I just wrote the following, off the top, as a long Tweet; take it for what it’s worth.

It’s ironic when you think about it: classical Calvinists claim to be strident proponents of a doctrine of total depravity. But when you actually look at the historical ideational development there, what you get from them is a Thomist intellectualist anthropology. This entails that the intellect is the defining component of what defines a human being as a human being in a faculty psychology. The classical Calvinist (and Arminian), following Aquinas and Aristotle, requires that at the time of the fall the intellect and will remain intact, and only tarnished; and that the affections (or emotions) are what fell in the eating of the forbidden fruit. They need the intellect to remain intact, at some level, in order for the chain of being between themselves and the Big intellect or brain in the heavens (God) to have analogous connection, insofar that human beings are effects and images of their final cause in and from the pure being of God. It is upon this basis, i.e., the radical interconnectivity between God as the cause, and everything else, in a hierarchical chain of order, that is put into effect by the primary cause of God, wherein a knowledge of God, by way of natural and intellectual means (so, natural law/theology) can be appealed to by both the Catholic and Post Reformed orthodox theologians. And so, their actual doctrine of total depravity isn’t ultimately an accurate depiction of what someone might think. Humanity remains humanity after the fall insofar that they are connected to their primary cause by way of analogous intellects. As such, humanity, in this frame, maintains a point of contact with God through the intellectual prowess. After the fall what fallen humanity needs isn’t ultimately re-creation (from actual death to life), but a medicine of grace wherein nature is once again perfected to its original perfection in God. This is why it can be effectively argued that Post Reformed orthodoxy offers a semi-Pelagian soteriology, just as much as the Catholic system does (they are of apiece).

Barth, on the other hand, rejected this type of intellectualist anthropology, and maintained what you’d think a doctrine of total depravity would entail.
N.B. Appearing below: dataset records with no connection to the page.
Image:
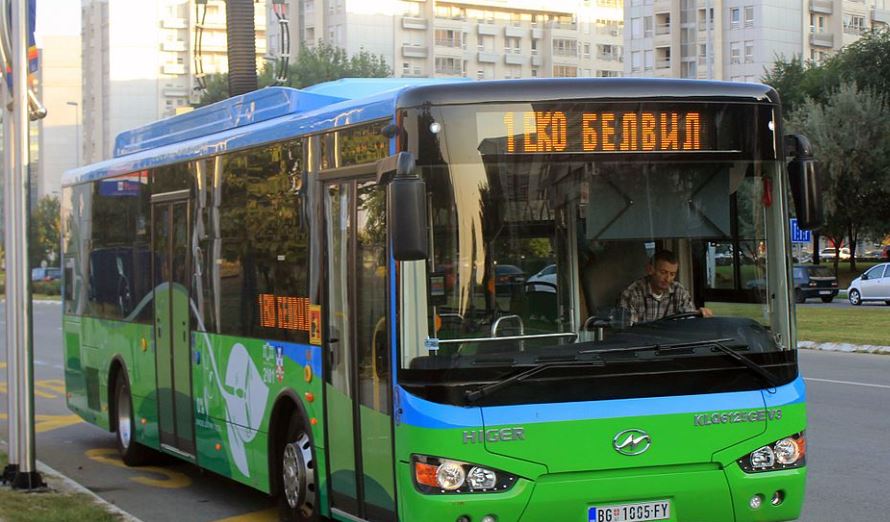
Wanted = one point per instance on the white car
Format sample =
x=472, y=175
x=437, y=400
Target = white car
x=873, y=285
x=547, y=275
x=830, y=253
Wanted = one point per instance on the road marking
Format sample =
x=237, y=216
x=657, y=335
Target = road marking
x=44, y=423
x=849, y=382
x=267, y=515
x=171, y=480
x=45, y=389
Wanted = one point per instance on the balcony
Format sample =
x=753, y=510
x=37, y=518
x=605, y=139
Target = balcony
x=514, y=31
x=821, y=6
x=822, y=39
x=487, y=57
x=173, y=68
x=411, y=22
x=175, y=46
x=414, y=51
x=174, y=23
x=487, y=29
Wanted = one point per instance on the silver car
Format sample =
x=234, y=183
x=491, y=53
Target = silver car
x=873, y=285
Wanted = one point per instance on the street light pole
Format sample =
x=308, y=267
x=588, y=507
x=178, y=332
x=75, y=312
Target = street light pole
x=76, y=130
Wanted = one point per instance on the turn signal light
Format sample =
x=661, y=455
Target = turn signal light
x=789, y=452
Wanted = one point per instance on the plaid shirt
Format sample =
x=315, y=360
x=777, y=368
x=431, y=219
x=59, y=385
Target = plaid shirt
x=639, y=301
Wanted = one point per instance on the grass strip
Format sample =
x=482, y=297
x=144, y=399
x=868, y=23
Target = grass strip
x=49, y=505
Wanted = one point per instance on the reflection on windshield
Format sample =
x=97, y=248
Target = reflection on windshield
x=531, y=255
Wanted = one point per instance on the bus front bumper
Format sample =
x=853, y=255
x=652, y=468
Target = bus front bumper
x=696, y=493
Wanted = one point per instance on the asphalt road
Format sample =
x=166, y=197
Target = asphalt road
x=848, y=445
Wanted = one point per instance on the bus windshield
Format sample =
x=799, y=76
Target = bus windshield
x=534, y=256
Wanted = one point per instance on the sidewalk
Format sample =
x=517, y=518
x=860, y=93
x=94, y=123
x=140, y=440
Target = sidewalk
x=57, y=482
x=844, y=347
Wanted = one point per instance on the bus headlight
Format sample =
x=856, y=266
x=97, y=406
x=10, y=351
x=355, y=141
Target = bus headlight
x=789, y=452
x=438, y=475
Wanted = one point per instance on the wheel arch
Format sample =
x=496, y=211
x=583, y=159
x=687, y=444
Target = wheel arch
x=287, y=403
x=117, y=368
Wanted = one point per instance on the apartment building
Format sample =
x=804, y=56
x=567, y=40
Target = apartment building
x=481, y=39
x=140, y=62
x=738, y=40
x=833, y=24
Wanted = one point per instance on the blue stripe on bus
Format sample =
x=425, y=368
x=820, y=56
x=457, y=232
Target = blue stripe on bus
x=301, y=354
x=425, y=414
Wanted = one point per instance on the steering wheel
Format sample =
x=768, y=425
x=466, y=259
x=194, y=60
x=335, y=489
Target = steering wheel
x=541, y=283
x=681, y=315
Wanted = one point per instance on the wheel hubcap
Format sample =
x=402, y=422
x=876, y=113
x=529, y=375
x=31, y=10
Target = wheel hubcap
x=299, y=480
x=123, y=418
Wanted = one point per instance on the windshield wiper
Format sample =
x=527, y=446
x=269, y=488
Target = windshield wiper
x=716, y=343
x=488, y=389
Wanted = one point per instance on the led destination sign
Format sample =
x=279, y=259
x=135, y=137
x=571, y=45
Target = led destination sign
x=575, y=131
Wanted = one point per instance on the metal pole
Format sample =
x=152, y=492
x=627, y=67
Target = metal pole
x=27, y=477
x=12, y=318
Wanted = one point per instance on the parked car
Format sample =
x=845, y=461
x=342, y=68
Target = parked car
x=546, y=275
x=873, y=285
x=830, y=253
x=814, y=281
x=46, y=274
x=508, y=278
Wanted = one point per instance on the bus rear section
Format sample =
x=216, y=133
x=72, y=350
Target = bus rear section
x=594, y=394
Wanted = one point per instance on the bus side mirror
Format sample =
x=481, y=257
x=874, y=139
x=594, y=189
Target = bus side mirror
x=804, y=180
x=406, y=204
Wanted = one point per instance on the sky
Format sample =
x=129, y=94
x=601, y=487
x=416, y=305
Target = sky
x=57, y=17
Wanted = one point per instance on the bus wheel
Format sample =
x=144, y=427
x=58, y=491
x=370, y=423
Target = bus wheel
x=298, y=495
x=131, y=452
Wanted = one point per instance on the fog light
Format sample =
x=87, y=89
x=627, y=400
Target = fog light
x=450, y=475
x=756, y=501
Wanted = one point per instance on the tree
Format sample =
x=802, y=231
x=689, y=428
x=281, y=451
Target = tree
x=322, y=63
x=850, y=135
x=44, y=237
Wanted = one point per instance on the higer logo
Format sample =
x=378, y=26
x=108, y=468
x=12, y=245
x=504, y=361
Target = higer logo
x=632, y=442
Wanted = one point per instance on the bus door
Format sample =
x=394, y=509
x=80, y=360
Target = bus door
x=171, y=266
x=358, y=391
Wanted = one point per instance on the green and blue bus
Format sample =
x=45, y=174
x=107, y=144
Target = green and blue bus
x=399, y=300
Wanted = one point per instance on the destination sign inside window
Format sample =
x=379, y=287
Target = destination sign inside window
x=580, y=131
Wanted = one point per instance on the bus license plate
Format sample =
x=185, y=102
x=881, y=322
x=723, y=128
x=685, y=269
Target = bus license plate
x=658, y=510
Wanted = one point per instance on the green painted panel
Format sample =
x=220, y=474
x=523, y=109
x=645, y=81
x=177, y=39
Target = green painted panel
x=341, y=441
x=377, y=458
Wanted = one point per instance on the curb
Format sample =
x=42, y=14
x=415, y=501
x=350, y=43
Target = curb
x=843, y=347
x=70, y=484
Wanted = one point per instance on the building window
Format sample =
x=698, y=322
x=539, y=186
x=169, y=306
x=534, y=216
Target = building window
x=565, y=47
x=565, y=71
x=636, y=28
x=749, y=51
x=735, y=52
x=446, y=65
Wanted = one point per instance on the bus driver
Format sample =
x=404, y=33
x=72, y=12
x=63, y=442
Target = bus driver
x=658, y=294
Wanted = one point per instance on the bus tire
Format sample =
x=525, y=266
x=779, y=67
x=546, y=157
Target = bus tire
x=298, y=484
x=131, y=452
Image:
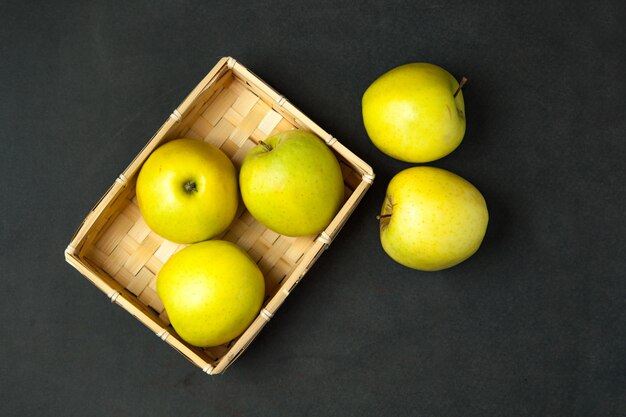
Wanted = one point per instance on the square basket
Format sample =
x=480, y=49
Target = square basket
x=232, y=109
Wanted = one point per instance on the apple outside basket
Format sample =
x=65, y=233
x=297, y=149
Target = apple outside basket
x=114, y=248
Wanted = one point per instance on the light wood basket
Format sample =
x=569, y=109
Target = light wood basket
x=114, y=248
Viz., that humanity, after the fall (and even before), has nothing inherent in itself to make connection with God; i.e., nothing natural, so to speak. As such, it requires an absolute re-creation of humanity, in the vicarious humanity of Christ, in order for there to be a correspondence, or analogy of relation, between God and humanity (contra the analogy of being and natural theology). Humanity comes to have a correspondence for knowledge of God, insofar that Christ re-creates that for us in His resurrected and ascended humanity; and in His humanity come and coming.